The second risk is that, if these delays are extended, and especially if the current proponents decide to withdraw from the process, the auction outcomes for the ACT are considerably weaker. We may need to run a further auction or return to less attractive proposals from the recently completed auction.

Either way, the results are less attractive. If the delays are very long, there would start to be some risk that future 100 per cent renewable electricity targets would need to be met in less efficient ways.

The current bill is the proposed solution. It offers a once-only solution to the administrative error. It seeks to remove the requirement to wait before agreeing to FIT entitlements. The bill also makes the instruments granting a capacity release not subject to disallowance. This ensures that grants of FIT entitlements made under the act are not later made invalid.

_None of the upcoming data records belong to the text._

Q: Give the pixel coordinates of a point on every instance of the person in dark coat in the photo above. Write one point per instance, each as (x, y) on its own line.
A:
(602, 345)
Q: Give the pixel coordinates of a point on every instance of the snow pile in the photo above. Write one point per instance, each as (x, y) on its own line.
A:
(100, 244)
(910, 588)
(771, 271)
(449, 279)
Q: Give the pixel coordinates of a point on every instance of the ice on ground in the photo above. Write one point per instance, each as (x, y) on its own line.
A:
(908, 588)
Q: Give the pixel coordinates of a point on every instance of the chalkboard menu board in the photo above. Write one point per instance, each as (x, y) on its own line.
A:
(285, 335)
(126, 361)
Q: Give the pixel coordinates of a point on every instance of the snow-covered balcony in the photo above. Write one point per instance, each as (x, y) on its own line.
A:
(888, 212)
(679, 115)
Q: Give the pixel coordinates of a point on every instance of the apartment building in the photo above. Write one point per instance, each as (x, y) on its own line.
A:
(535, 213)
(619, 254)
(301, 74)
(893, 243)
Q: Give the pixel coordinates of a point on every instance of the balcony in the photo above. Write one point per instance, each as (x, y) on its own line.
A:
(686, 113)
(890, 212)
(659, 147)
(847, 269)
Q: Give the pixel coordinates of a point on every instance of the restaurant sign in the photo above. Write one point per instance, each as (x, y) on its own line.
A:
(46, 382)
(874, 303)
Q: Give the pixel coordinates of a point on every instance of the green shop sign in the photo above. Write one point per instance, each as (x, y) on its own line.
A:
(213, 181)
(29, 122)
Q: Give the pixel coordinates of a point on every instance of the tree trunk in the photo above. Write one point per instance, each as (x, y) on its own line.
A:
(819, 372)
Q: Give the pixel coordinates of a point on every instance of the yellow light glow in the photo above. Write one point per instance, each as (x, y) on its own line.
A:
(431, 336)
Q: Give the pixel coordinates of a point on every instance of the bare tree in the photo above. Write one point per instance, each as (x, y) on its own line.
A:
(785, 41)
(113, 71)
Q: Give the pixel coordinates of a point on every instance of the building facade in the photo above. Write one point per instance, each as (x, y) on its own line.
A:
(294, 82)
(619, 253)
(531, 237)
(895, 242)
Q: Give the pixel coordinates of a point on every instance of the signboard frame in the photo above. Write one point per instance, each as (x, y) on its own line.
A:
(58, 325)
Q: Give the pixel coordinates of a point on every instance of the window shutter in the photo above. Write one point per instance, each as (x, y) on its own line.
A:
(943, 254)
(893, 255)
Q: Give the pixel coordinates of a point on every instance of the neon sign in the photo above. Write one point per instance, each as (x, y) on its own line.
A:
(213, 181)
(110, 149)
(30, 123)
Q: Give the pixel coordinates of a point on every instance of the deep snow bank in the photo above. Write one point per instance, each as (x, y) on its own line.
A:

This is not a solution arrived at easily. In normal circumstances I would seek an alternative, either through time or through a different parliamentary solution. Neither is available in our circumstances.

The bill makes it crystal clear that this is a special, one-off solution to a special, one-off situation. It is due to the combination of an administrative error, election timing, our current health emergency, and the special circumstances of the legislation affected. I do not anticipate that we will ever see this combination of issues in future.

I remind all members that this is done to ensure the outcomes that we have all anticipated and that have been supported by this Assembly since at least last June. There is no change to the outcome we are seeking; this is just a change to the way that we will achieve it.

In the normal course of events, the Assembly would have seen the capacity release instrument much earlier. Members would have seen that it was the embodiment of decisions already made. There is no new direction in it. Indeed, the very public auction was the process to enact the directions this Assembly had clearly agreed to.

I believe that, through this process, the scrutiny of the Legislative Assembly is maintained. If anyone does not want the results of the auction to be realised, they can vote against this current bill. I do not think that that would be consistent with the previous decisions of the Assembly, but it would be an appropriate point of scrutiny by this chamber.